Vers une nouvelle économie des signes
Pour y voir plus clair, il faut revenir à la définition même d’une marque, cet agrégat de signes tangibles et intangibles, de couleurs, de typographies, et mêmes de sons qui n’existent que pour se différencier des autres. Il faut aussi revenir à l’étymologie du mot branding dont les racines viennent du mot « brandon », sorte de torche enflammée censée éclairer ou allumer un feu et utilisée pour marquer ou tracer le bétail. On l’utilisera, plus tard, pour différencier des objets entre eux et encore aujourd’hui pour distinguer des produits de consommation en rayon.
Pour Valentin Baumont, cette course à la différenciation se livre davantage sur le terrain des signes (couleurs, formes…) que des mots : plus ils sont simples, plus ils sont appropriables. Il cite, à titre d’exemple, une étude menée sur un panel aux États-Unis lors de laquelle des individus devaient représenter de mémoire les logos des marques Apple, Starbucks et Target. À l’issue du test, on comptait 25% de dessins parfaits pour Target, 20% pour Apple et seulement 6% pour Starbucks…
C’est simple, la reconnaissance d’une marque s’opère dans l’efficacité de ses signaux et dans l’immédiateté de leur lecture. Récemment, Mastercard choisissait même d’effeuiller son logo pour ne garder que son symbole historique : deux ronds juxtaposés et reconnaissables entre mille. Frugalité deviendrait mère de vertu et Mastercard n’est pas la seule marque à l’avoir compris. HSBC optait récemment pour la même stratégie et délaissait les mots au profit de son seul logo.
« Blanding » : vers un monde plus aseptisé ?
En vogue en ce moment, la notion de « blanding » (= fade, sans goût). Elle évoque l’épuration et la simplification de tous ces univers de marque, qu’il s’agisse de formes (les carrés et les ronds n’ont décidément pas fini de séduire), ou de typographies (elles se sont notamment simplifiées au fil du temps pour se délester de toute appartenance culturelle ou religieuse). Chez Google, Spotify et Pinterest, les typos à empâtements disparaissent peu à peu. Même les maisons de luxe et marques au patrimoine fort s’y mettent et rationalisent l’expression de leur nom, quitte à y laisser leur singularité en chemin.

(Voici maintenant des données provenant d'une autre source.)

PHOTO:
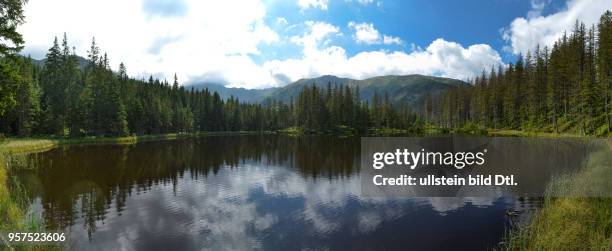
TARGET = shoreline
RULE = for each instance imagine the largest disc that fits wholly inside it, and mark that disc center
(14, 215)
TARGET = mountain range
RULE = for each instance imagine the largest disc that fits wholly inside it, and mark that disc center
(407, 88)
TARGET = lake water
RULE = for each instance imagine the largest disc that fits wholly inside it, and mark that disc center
(245, 192)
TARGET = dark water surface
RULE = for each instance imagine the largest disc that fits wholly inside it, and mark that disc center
(245, 192)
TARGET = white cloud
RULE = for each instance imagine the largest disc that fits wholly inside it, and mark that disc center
(305, 4)
(440, 58)
(391, 40)
(210, 40)
(194, 45)
(365, 33)
(364, 2)
(525, 33)
(281, 21)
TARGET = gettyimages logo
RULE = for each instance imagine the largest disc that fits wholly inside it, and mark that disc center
(471, 166)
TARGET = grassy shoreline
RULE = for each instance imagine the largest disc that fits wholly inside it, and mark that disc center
(28, 145)
(576, 214)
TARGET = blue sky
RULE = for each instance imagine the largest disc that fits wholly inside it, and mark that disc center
(263, 43)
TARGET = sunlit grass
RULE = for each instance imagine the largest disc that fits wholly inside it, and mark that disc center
(577, 212)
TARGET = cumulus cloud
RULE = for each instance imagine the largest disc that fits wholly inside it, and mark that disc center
(305, 4)
(211, 40)
(365, 33)
(391, 40)
(525, 33)
(441, 58)
(281, 21)
(197, 48)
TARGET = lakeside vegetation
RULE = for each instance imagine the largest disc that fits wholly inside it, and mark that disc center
(568, 220)
(563, 89)
(562, 92)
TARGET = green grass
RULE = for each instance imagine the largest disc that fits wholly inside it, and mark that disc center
(569, 220)
(14, 212)
(519, 133)
(28, 145)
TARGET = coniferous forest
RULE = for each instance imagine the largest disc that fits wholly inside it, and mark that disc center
(566, 88)
(64, 98)
(59, 98)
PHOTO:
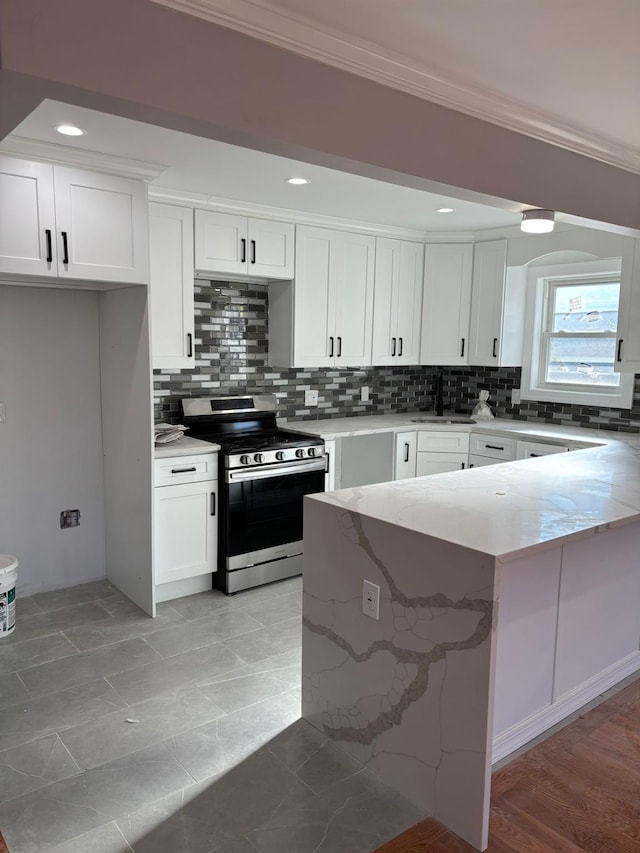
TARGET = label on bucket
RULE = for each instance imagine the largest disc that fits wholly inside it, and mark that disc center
(7, 610)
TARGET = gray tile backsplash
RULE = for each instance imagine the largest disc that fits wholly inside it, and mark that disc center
(231, 343)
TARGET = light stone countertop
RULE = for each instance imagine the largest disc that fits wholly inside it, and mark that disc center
(185, 446)
(512, 508)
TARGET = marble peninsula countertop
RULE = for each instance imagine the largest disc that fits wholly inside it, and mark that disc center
(506, 510)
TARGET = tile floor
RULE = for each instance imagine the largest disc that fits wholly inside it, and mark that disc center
(121, 733)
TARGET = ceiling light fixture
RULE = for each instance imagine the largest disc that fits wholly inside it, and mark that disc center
(69, 130)
(537, 221)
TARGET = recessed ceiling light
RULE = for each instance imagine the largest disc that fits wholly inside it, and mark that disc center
(69, 130)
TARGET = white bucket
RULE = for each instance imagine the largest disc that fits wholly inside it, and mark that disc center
(8, 580)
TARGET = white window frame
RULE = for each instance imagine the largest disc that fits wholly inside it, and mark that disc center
(534, 386)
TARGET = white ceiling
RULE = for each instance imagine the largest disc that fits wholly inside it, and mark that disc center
(196, 165)
(566, 71)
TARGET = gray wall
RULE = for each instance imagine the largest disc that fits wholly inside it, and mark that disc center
(51, 442)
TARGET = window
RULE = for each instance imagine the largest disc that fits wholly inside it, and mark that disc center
(571, 352)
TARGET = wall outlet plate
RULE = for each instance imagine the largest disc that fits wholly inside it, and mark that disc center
(371, 599)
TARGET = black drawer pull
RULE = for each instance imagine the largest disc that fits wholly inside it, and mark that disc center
(65, 247)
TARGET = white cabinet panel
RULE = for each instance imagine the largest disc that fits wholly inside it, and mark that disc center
(628, 337)
(185, 531)
(405, 455)
(599, 612)
(171, 285)
(397, 300)
(27, 218)
(446, 303)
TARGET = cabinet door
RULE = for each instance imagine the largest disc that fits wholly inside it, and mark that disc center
(270, 249)
(102, 228)
(628, 337)
(446, 303)
(405, 455)
(185, 531)
(171, 285)
(314, 300)
(438, 463)
(351, 276)
(487, 292)
(220, 243)
(27, 218)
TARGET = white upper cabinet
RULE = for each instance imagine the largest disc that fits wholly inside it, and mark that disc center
(171, 286)
(497, 308)
(324, 318)
(446, 303)
(397, 300)
(226, 244)
(628, 336)
(62, 222)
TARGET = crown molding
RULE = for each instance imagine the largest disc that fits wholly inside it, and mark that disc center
(18, 146)
(166, 195)
(260, 19)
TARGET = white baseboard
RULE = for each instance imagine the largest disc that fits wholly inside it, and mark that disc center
(513, 738)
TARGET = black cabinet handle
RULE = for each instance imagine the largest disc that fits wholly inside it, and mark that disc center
(65, 247)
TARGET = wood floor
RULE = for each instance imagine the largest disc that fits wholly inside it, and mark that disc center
(577, 790)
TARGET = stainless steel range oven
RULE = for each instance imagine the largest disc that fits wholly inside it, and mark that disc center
(265, 472)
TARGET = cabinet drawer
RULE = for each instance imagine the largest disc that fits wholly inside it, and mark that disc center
(185, 469)
(495, 446)
(531, 449)
(443, 442)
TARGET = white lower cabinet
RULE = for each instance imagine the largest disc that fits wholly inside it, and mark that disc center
(442, 451)
(405, 455)
(185, 519)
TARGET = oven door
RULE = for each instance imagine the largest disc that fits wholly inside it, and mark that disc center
(264, 512)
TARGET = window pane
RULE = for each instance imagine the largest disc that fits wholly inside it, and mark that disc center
(585, 307)
(584, 361)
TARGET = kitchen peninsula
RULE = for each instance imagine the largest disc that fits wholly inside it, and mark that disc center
(508, 599)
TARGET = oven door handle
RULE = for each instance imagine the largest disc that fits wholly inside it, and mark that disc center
(263, 474)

Et le « blanding » sévit aussi côté couleurs. « Il suffit de prendre le métro à Paris pour le voir », souligne Johanne Casagrande en évoquant ces marques qui n’hésitent pas à utiliser une même palette de tons pour vendre des produits totalement différents.
« C’est aussi un phénomène que l’on peut lier aux start-up de la tech qui ont davantage besoin d’interfaces utilisateurs simples et de couleurs écran vives », poursuit-elle. Bref, un branding qui, sous couvert de plaire plus efficacement aux millennials, prend finalement peu de risques et se fait de plus en plus aseptisé. Là où il n’y avait que des marques différentes ne subsistent que des clones que l’on peine justement à différencier. En ce sens, le « blanding » n’aide pas à gagner la guerre de l’émergence.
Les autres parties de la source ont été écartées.